6.      Put your Articles of Organization or Incorporation on file.

Articles of incorporation are legal papers. When you start your business, you have to send it to your state. It tells about the name, purpose, location, and board of directors of your business. You can get a blank form for your articles of incorporation:
  • From the Corporate filing office in your state.
  • From the government website for your state.
You can write the articles of incorporation on your own or hire corporate lawyers to do it for you. Once done with your articles of incorporation, you must file them with your state. Moreover, you have to pay a filing fee, which is usually between $100 and $150. Legally, you should always have a copy of your articles of incorporation on hand.

7.      Open a company bank account and apply for an EIN.

You should also keep a copy of your Certificate of Incorporation if you want to open a bank account or get an Employer Identification Number (EIN).

How a sole proprietorship, a partnership, and a corporation are different?

The structure of a business affects paperwork, taxes, and how much control an individual has over a business. In a sole proprietorship, the business is run by a single owner, who is in charge of making all the decisions and taking all the risks. A partnership adds another person to the mix, but profits and losses still show up on each person's tax return. However, corporations are distinct from their owners, and there should be a treat. A corporation can have more than one owner who is also a shareholder.

1.      Starting a Business.

When two or more people decide to start a business together, a business partnership is created. When a single business owner opens a business, it is automatically a sole proprietorship. Articles of incorporation, also known as a certificate of formation, there is a need for the creation of a corporation in every state. To file articles of incorporation, each state has a fee that varies from state to state. Corporations also have to register in each state where they plan to incorporate your business. This rule does not apply to businesses with only one owner or to partnerships.

2.      Taking a Risk.

Partners and sole proprietors are accountable for all business obligations and liabilities. If the company's assets aren't enough to cover its debts, partners and single proprietors could lose their houses, automobiles, and other property. Corporations protect the owners of the business from losses and obligations related to the business to a limited degree. This means that the owners of a bankrupt company will not be forced to sell their houses to pay off creditors. The owners are responsible for the company's debts and obligations to the extent of their investment.

3.      Tax Filing Requirements.

Pass-through entities are business types like partnerships and sole proprietorships. Sole owners and partners report business gains and losses. Sole proprietorships and partnerships aren't required to submit taxes. There are two types of taxes that corporations have to pay. This arises when the corporation pays business taxes on company profits, and shareholders pay personal taxes on company income.

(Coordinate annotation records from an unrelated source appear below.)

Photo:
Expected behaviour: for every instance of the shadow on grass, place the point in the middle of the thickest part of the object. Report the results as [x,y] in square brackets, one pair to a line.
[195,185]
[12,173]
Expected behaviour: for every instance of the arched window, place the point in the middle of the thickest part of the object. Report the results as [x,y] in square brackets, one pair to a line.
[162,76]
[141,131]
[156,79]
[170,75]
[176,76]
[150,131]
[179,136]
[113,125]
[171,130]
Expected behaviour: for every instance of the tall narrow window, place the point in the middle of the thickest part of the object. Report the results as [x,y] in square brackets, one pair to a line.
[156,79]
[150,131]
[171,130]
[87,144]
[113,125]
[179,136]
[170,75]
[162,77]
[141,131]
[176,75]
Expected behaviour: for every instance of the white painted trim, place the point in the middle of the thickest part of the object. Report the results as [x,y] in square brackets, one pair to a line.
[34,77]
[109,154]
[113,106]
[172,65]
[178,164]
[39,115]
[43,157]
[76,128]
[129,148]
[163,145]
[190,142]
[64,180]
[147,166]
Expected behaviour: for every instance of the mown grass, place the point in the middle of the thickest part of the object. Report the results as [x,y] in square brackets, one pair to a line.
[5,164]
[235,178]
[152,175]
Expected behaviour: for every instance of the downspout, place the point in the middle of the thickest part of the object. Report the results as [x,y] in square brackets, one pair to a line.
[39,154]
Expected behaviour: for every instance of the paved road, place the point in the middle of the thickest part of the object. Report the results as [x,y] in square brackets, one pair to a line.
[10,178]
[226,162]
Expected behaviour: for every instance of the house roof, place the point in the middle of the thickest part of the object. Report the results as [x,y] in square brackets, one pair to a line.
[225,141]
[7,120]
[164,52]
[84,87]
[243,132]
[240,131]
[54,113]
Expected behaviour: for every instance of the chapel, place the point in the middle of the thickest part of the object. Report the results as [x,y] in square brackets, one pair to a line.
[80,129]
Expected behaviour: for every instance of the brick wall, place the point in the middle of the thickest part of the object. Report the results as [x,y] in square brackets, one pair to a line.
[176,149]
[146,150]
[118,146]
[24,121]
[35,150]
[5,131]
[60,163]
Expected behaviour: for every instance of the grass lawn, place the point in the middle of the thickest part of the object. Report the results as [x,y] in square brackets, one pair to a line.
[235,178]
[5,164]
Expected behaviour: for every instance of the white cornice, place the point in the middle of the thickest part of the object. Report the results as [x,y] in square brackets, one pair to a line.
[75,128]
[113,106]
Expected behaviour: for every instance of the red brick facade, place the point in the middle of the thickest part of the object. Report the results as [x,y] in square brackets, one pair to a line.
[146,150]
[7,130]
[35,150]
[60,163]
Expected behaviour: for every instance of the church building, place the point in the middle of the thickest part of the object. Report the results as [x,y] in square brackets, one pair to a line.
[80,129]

4.      Setting Up a Business Entity.

Corporations have shareholders, directors, officers, and employees who make up their structure. Every company must choose at least one person to serve on its board of directors. The board of directors' job is to decide how to spend the company's money and increase the profits for the shareholders. Officers administer a company's day-to-day operations and implement the board's and shareholders' policies. The structure of a sole proprietorship or a partnership is less formal, and there is no need to choose officers and directors. Sole proprietors have full control over every part of their business. At the same time, partnerships and corporations have to vote on important business issues.

5.      Taking Care of the Details.

Companies have more paperwork and requirements than partnerships and sole proprietorships. Sole proprietorships and partnerships don't have to hold annual meetings. A business must retain detailed financial records and a decision-making ledger. Partnerships and sole proprietorships don't have to file yearly reports like corporations.